The following is a summary of some very obvious things that unfortunately, were learned mostly the hard way. Some of the more experienced will laugh and say "everybody knows that" Well, I to would likely think that today but, 3 years or so ago when discus launch began becoming popular a lot of this stuff had to be learned the hard way. I get questions and horror storys every day that indicate that we can possibly help someone avoid the steep part of the learning curve. Pay attention and you will have a that flys better, launches higher and doesn’t plague you with small problems during each flying session.
Wing to fuse
The wing saddle is definitely the single most "stressed" part of the air frame. During launch the tail is trying to leave the plane from centrifical force and in the front of the plane the battery is trying to do the same thing. All this stress is focused at the wing saddle.The more "solid that you can make the wing to fuse joint, the less likely that the fuse can flex in this area and create a problem. I strongly recommend on any DLG that you take the time to seat the wing to the fuse. Simply protect the bottom of the wing with sarab wrap or packing tape, apply a small amount of epoxy and microballoons to the wing saddle and bolt the wing down. The ‘splooge" mixture will create a perfect fit for the wing. I have seen this simple modification increase launch height, eliminate strange directional launch problems and with the solid mount the fuse will last a lot longer under stress.

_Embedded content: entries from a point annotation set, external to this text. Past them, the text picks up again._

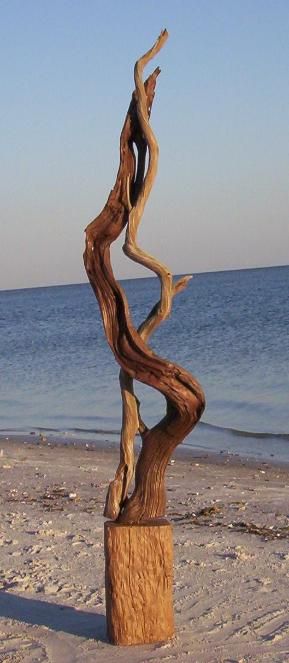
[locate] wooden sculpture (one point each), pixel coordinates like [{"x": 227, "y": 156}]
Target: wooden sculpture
[{"x": 138, "y": 540}]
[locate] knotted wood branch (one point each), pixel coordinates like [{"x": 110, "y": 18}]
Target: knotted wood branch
[{"x": 184, "y": 395}]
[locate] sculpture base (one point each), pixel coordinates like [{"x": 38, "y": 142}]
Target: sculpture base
[{"x": 138, "y": 582}]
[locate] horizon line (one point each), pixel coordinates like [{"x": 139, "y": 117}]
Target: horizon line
[{"x": 133, "y": 278}]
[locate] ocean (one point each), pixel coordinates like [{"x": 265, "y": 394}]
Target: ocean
[{"x": 230, "y": 329}]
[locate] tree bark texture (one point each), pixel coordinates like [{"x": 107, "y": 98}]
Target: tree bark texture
[
  {"x": 138, "y": 581},
  {"x": 184, "y": 396}
]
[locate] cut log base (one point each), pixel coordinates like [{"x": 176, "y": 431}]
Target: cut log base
[{"x": 138, "y": 582}]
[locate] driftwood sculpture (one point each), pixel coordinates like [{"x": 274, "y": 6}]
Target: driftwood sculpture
[{"x": 184, "y": 396}]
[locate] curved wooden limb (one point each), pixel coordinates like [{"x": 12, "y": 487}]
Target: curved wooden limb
[
  {"x": 131, "y": 419},
  {"x": 184, "y": 395}
]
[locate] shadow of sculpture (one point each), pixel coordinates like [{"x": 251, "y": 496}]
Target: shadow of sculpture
[{"x": 54, "y": 616}]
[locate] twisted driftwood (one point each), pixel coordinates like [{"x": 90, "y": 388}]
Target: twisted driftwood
[{"x": 184, "y": 395}]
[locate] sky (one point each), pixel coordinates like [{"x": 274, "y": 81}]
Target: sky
[{"x": 220, "y": 115}]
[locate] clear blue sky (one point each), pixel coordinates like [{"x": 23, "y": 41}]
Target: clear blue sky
[{"x": 221, "y": 117}]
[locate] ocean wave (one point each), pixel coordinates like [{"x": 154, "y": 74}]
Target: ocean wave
[
  {"x": 203, "y": 425},
  {"x": 243, "y": 433}
]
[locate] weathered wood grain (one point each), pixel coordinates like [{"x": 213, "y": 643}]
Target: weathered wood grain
[
  {"x": 183, "y": 393},
  {"x": 139, "y": 576}
]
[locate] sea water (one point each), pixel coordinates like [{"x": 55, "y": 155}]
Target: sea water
[{"x": 230, "y": 329}]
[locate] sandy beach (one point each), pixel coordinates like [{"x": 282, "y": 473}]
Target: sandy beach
[{"x": 231, "y": 535}]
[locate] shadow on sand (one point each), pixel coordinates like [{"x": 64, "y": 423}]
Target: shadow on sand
[{"x": 54, "y": 616}]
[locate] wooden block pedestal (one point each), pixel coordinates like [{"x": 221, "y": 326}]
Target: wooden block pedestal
[{"x": 138, "y": 582}]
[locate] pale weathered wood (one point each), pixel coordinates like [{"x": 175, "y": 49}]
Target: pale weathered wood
[
  {"x": 184, "y": 395},
  {"x": 138, "y": 580}
]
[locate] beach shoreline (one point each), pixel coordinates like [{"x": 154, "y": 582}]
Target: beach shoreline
[{"x": 230, "y": 520}]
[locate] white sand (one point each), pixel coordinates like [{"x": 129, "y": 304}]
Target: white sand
[{"x": 231, "y": 586}]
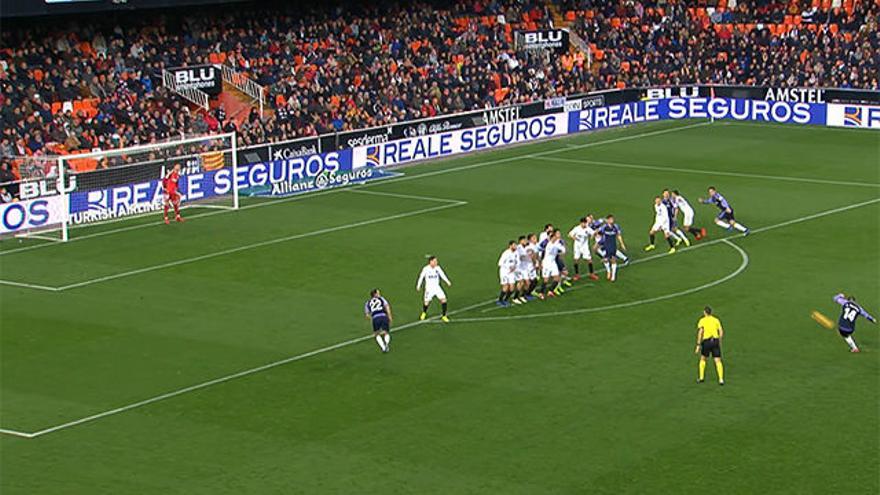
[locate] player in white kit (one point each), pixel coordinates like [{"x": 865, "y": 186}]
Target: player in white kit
[
  {"x": 532, "y": 267},
  {"x": 431, "y": 275},
  {"x": 549, "y": 267},
  {"x": 523, "y": 261},
  {"x": 581, "y": 234},
  {"x": 507, "y": 264},
  {"x": 661, "y": 224},
  {"x": 687, "y": 213}
]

Use the best servo that you can in this application. With the new airfoils and almost all DLG’s now being flaperon, centering and resolution are critical. When you are moving 1/4th to 1/3rd of the wing, the tiniest bit of poor centering or slop can create two completely different airfoils from panel to panel requiring constant correction. Any control input creates drag and should be avoided unless it is necessary. On the XP-3 I do most of my flying with rudder elevator except in windy conditions and situations requiring a quick correction. My personal choice for aileron servos is JR 281 Digital or JR 241 analog. These servos have the best resolution and centering of any I have tried.
Assuming a good servo without slop, ALL play must be removed from linkage. If this requires drilling your own holes in servo arms and control horns to eliminate slop, so be it. Any other questions, refer to the first sentence.

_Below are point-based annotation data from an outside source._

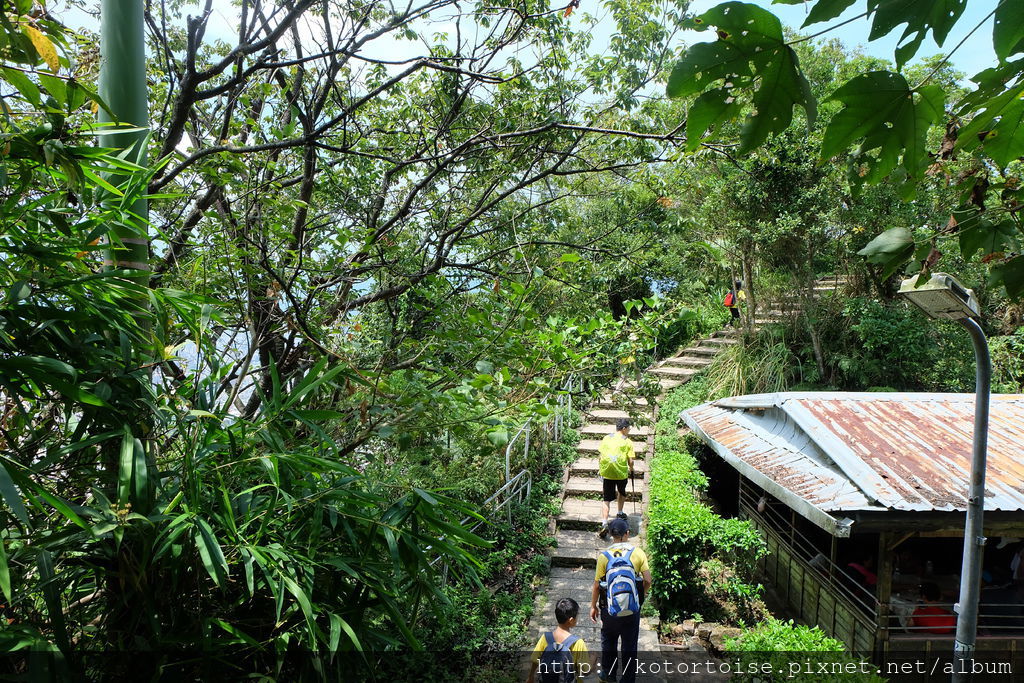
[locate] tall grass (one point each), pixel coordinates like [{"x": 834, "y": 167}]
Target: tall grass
[{"x": 760, "y": 368}]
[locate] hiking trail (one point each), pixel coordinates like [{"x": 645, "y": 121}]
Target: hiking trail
[{"x": 574, "y": 557}]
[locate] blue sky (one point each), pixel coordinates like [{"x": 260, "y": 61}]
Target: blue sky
[{"x": 973, "y": 56}]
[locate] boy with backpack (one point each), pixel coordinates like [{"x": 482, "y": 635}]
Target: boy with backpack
[
  {"x": 559, "y": 655},
  {"x": 625, "y": 574}
]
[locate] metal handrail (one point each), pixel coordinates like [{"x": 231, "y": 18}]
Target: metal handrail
[{"x": 519, "y": 486}]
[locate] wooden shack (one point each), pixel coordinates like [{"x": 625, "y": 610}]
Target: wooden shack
[{"x": 840, "y": 479}]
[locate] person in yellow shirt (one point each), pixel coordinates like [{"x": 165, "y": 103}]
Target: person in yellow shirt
[
  {"x": 624, "y": 629},
  {"x": 615, "y": 457},
  {"x": 733, "y": 300},
  {"x": 549, "y": 656}
]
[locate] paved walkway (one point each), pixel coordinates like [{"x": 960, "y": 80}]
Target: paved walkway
[{"x": 573, "y": 559}]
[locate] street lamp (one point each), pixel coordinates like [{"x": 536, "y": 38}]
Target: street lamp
[{"x": 942, "y": 297}]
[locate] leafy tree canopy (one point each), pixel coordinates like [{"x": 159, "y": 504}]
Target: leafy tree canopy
[{"x": 881, "y": 121}]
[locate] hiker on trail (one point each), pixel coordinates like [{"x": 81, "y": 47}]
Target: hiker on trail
[
  {"x": 615, "y": 457},
  {"x": 559, "y": 655},
  {"x": 732, "y": 301},
  {"x": 621, "y": 585}
]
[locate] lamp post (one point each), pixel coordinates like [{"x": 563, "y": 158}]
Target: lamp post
[{"x": 944, "y": 298}]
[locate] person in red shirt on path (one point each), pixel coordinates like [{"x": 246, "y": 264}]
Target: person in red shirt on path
[{"x": 930, "y": 617}]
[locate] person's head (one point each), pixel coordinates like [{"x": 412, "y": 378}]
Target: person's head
[
  {"x": 565, "y": 612},
  {"x": 619, "y": 528}
]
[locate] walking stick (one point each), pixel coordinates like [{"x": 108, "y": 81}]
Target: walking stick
[{"x": 633, "y": 484}]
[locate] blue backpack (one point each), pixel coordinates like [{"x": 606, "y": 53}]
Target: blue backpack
[
  {"x": 624, "y": 599},
  {"x": 556, "y": 662}
]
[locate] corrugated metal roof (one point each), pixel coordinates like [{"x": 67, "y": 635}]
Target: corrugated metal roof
[{"x": 848, "y": 452}]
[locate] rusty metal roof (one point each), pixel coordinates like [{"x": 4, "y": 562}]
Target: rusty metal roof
[{"x": 840, "y": 452}]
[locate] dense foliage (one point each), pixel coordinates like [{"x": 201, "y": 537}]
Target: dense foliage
[
  {"x": 794, "y": 652},
  {"x": 704, "y": 562},
  {"x": 755, "y": 73}
]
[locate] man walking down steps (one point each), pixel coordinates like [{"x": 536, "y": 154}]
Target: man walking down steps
[{"x": 615, "y": 456}]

Simply the same as the aileron linkage. NO slop. Most DLG’s are now using pushrods that are routed outside the boom and can easily be firmly attached the whole length of the housing. At either end the push rod should be unsupported ONLY enough to compensate for travel and the housing should be supported all the way to the end. .030 carbon makes a very good pushrod material or some of the more serious guys go to .020 music wire. Either one can be made slop free and will work fine. Do not let a large area of unsupported housing in the wing saddle area or play will result. Again, if you have to drill your own holes in the horns and servo arms, do it. The result will be better launching, more precise control and a generally better flying plane.

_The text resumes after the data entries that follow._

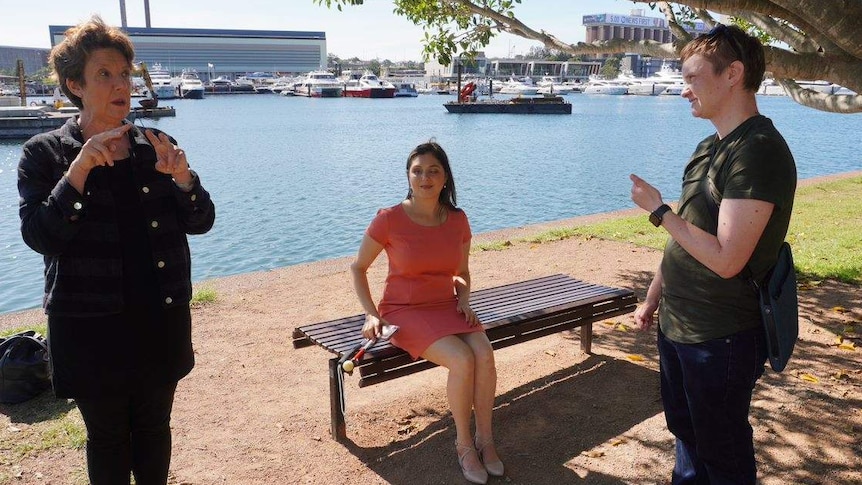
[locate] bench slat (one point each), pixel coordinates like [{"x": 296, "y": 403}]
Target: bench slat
[
  {"x": 510, "y": 314},
  {"x": 494, "y": 306},
  {"x": 389, "y": 366}
]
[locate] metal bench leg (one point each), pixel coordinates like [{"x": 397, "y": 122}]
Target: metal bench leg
[
  {"x": 338, "y": 428},
  {"x": 586, "y": 338}
]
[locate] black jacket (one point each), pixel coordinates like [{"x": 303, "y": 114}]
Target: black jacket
[{"x": 77, "y": 233}]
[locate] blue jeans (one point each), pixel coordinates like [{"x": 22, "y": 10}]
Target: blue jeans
[{"x": 706, "y": 391}]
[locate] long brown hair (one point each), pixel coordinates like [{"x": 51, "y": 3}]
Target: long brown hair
[
  {"x": 447, "y": 196},
  {"x": 69, "y": 58}
]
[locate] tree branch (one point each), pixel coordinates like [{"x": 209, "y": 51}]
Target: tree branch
[
  {"x": 782, "y": 32},
  {"x": 833, "y": 103},
  {"x": 769, "y": 8},
  {"x": 839, "y": 19},
  {"x": 705, "y": 16}
]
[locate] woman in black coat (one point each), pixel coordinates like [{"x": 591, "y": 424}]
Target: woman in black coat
[{"x": 109, "y": 207}]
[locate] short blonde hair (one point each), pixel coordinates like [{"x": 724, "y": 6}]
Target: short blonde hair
[
  {"x": 69, "y": 58},
  {"x": 725, "y": 44}
]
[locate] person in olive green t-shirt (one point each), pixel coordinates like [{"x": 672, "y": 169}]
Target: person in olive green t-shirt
[{"x": 732, "y": 217}]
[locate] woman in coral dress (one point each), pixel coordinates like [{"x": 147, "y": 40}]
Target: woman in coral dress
[{"x": 427, "y": 294}]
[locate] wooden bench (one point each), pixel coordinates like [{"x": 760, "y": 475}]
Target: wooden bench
[{"x": 511, "y": 314}]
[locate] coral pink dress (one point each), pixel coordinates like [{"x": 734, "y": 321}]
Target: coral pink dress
[{"x": 419, "y": 295}]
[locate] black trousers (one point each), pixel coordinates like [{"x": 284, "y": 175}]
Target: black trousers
[{"x": 129, "y": 434}]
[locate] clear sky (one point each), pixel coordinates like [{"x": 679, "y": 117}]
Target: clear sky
[{"x": 368, "y": 31}]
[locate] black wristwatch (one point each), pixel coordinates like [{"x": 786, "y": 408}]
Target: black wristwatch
[{"x": 657, "y": 215}]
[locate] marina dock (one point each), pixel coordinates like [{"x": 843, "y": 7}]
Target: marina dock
[{"x": 22, "y": 122}]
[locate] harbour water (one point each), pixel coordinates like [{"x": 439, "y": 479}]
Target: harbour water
[{"x": 298, "y": 179}]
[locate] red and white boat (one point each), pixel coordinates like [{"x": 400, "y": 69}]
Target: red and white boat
[
  {"x": 368, "y": 85},
  {"x": 319, "y": 84}
]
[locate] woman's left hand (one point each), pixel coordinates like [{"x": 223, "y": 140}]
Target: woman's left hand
[
  {"x": 170, "y": 159},
  {"x": 469, "y": 314}
]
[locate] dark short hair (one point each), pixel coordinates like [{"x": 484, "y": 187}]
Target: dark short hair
[
  {"x": 727, "y": 43},
  {"x": 69, "y": 58},
  {"x": 447, "y": 196}
]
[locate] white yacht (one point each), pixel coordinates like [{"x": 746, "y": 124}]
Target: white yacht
[
  {"x": 161, "y": 79},
  {"x": 405, "y": 89},
  {"x": 366, "y": 85},
  {"x": 670, "y": 78},
  {"x": 189, "y": 85},
  {"x": 319, "y": 84},
  {"x": 602, "y": 86},
  {"x": 552, "y": 85},
  {"x": 521, "y": 87}
]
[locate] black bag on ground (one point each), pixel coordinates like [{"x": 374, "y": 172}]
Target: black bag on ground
[
  {"x": 779, "y": 306},
  {"x": 24, "y": 372}
]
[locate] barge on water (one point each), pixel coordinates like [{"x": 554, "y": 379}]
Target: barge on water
[{"x": 519, "y": 105}]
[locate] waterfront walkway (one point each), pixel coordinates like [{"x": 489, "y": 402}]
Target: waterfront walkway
[{"x": 254, "y": 409}]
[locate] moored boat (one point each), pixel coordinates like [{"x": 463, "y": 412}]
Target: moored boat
[
  {"x": 598, "y": 86},
  {"x": 223, "y": 85},
  {"x": 405, "y": 89},
  {"x": 319, "y": 84},
  {"x": 163, "y": 88},
  {"x": 189, "y": 85},
  {"x": 518, "y": 105}
]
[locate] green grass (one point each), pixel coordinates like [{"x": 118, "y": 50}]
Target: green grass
[
  {"x": 40, "y": 329},
  {"x": 492, "y": 246},
  {"x": 825, "y": 231},
  {"x": 203, "y": 296}
]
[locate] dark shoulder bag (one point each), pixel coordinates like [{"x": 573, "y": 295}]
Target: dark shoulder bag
[
  {"x": 24, "y": 371},
  {"x": 779, "y": 305}
]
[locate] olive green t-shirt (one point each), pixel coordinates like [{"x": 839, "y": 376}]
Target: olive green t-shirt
[{"x": 752, "y": 162}]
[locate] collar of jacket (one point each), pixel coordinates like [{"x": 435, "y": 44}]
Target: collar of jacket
[{"x": 72, "y": 139}]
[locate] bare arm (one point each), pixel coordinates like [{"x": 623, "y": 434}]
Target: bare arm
[
  {"x": 462, "y": 286},
  {"x": 740, "y": 224},
  {"x": 645, "y": 311},
  {"x": 368, "y": 252}
]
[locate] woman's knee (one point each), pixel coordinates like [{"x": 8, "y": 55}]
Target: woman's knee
[{"x": 483, "y": 353}]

Vertical and horizontal tail
These come bagged and shaped to outline with an airfoil taper already in the aft section. TAKE THE TIME to correctly shape the leading edges for a big decrease in drag and increase in efficiency. Instead of simply rounding them off take the time to sand in a nice oval or "egg" shape. After I do this I like to seal the edges with thin CA. It waterproofs the area and greatly adds to the stiffness of the surface.
On the vertical fin, slot the boom half way for the mounting and the fin the other half. Attach as normal and THEN take the time to put one or two quick wraps of kevlar thread around the boom at the front edge of the fin and attach with thin CA. This will GREATLY reduce the chances of splitting the boom if the plane is skidded sideways on landing.
Most recievers are run "out of the case" Simply put a wrap of tape around the reciever to secure the crystal. I know of MANY planes lost because the crystal came out of the reciever.
Make sure the battery and any balancing lead are SECURELY fastened, it WILL move!
After the Above
- TRIM THE PLANE
- TRIM THE PLANE
- See #1 and #2
I’m always amazed at the amount of airplanes I come across at contests and such that fly and launch poorly and after we spend a little time trimming, it’s a whole new plane! Folks tell me "I don’t use camber because it doesn’t make any difference" Good Lord man, on a modern airfoil created to utilize reflex and camber, if you don’t see a difference, the Dang plane needs some serious trimming! It’s that simple. There are good trim and set up articles on the site by Mark Drela, Craig Greening and others. Read them, if you don’t understand, e-mail or call and tell me what the problem is and most times it’s a simple fix.
Guys, I don’t claim to be an expert, these are things learned by trial and error and some application of common sense. If you dissagree, so be it. If you do the above you will increase launch height, dead air time and generally enjoy your plane much more.